STREAM is a simple, synthetic benchmark designed to measure sustainable memory bandwidth (in MB/s) and a corresponding computation rate for four simple vector kernels.
How to Build the Code
The version of STREAM provided here is the latest STREAM OpenMP enabled benchmark.
Optionally, for GPU architectures, you may choose to run the Scalable Heterogeneous Computing Benchmark Suite (SHOC) Level 1 Triad benchmark. (see https://github.com/spaffy/shoc/wiki). See run rules below.
You need to supply a good timer routine. You should compile this program with the highest optimization possible for your particular platform.
The STREAM source code has a parameter, N, that represents the length of the arrays used in the tests. It is important to set N such that the test touches a large enough portion of the memory. The vectors are of type DOUBLE PRECISION and there are three vectors A,B,C of this length. So for 8 byte doubles 3*8*N bytes are required.
N is hardcoded as a PARAMETER, located
around line 98 of the FORTRAN stream.f source code.
around line 58 of the C stream.c source code
The STREAM source code allows the use of an offset parameter to separate the three arrays used and you may use any value for this offset although you should state the reason for the specific offset chosen, either as a comment in the source code (which should be returned to NERSC) or elsewhere in your materials.
You must also return to NERSC either a makefile or script or something similar that shows all the compiler/linker options used for compilations of STREAM. An example makefile and runscript are provided.
Edit the Makefile to use the appropriate compilers and compiler flags.
This will build both the C and Fortran executables.
Required Runs for Trinity/NERSC-8
On a multi-core node with "n" hardware cores and M bytes of main memory STREAM must
be executed as follows:
- The parameter N adjusted such that the used memory is 0.6*M. Note that three arrays of length N are allocated, so N has to be approximately 0.6*M/3.

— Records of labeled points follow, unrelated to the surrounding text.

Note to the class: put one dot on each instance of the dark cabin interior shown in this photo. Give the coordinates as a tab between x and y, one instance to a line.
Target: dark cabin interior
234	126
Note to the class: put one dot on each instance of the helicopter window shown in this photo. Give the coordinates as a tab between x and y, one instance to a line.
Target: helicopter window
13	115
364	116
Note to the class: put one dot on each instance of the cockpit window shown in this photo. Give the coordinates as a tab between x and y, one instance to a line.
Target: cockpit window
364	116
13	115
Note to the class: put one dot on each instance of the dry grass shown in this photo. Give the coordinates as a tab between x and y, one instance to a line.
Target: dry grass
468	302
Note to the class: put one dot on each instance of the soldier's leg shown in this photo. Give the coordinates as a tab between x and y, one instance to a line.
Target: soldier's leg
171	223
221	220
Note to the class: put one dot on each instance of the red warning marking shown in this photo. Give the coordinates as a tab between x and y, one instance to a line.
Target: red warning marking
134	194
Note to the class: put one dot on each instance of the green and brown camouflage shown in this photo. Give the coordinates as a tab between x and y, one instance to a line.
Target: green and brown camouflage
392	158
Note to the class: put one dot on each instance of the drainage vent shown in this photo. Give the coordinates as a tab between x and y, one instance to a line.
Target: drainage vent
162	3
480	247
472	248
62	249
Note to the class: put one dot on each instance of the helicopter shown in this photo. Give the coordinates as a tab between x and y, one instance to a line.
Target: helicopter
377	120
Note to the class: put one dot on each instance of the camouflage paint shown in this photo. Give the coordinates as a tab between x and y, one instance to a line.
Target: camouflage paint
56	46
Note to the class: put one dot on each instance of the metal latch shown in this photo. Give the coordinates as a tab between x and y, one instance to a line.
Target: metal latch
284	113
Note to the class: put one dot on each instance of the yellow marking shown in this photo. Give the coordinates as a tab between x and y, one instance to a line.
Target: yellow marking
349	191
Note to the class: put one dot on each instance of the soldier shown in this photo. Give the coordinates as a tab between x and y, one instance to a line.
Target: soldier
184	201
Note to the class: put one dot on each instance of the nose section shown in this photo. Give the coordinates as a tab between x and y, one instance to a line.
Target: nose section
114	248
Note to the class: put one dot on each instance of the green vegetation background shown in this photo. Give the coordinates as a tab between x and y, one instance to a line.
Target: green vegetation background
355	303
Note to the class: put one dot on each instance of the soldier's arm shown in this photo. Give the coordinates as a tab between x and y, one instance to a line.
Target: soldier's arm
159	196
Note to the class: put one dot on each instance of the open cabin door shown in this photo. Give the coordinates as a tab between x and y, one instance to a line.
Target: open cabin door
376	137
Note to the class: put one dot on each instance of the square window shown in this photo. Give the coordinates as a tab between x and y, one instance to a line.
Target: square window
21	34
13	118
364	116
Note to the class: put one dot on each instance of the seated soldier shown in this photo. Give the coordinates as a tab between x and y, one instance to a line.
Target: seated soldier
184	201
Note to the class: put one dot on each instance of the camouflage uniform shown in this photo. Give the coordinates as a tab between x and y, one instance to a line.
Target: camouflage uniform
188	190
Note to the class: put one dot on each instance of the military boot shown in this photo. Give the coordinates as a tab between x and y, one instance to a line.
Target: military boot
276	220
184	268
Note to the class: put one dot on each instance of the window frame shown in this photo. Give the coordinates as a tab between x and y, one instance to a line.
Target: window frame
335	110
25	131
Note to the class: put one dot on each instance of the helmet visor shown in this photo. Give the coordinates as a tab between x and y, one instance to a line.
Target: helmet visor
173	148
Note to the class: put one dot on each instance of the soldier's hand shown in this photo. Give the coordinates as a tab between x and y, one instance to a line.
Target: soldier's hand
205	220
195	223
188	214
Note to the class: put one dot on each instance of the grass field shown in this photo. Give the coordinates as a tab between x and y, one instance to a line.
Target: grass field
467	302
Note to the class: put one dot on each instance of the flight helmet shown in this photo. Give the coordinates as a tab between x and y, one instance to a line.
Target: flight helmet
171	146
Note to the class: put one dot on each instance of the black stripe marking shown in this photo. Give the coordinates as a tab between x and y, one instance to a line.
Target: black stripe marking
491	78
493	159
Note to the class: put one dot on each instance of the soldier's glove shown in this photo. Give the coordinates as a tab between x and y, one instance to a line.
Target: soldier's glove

- Two results must be reported:
a) maximum bandwidth with enough OpenMP threads to utilize all hardware cores and hardware threads (fully packed)
b) bandwidth for a vendor determined minimum number of cores and threads that achieves maximum bandwidth
If results a) and b) are the same, only report a single result. In both cases, report the number of cores and threads used as well as their placement and affinity, if applicable.
Please report memory bandwidth results in the provided spreadsheet.
Verification of Results
The code is self-checking.
The STREAM benchmark reports a variety of data for the benchmark, including the number of threads, array size, etc. For each run, all of the data generated should be included on the benchmark submission DVD as well as the compilation details.
Dr. John McCalpin is the developer and maintainer of the STREAM benchmark.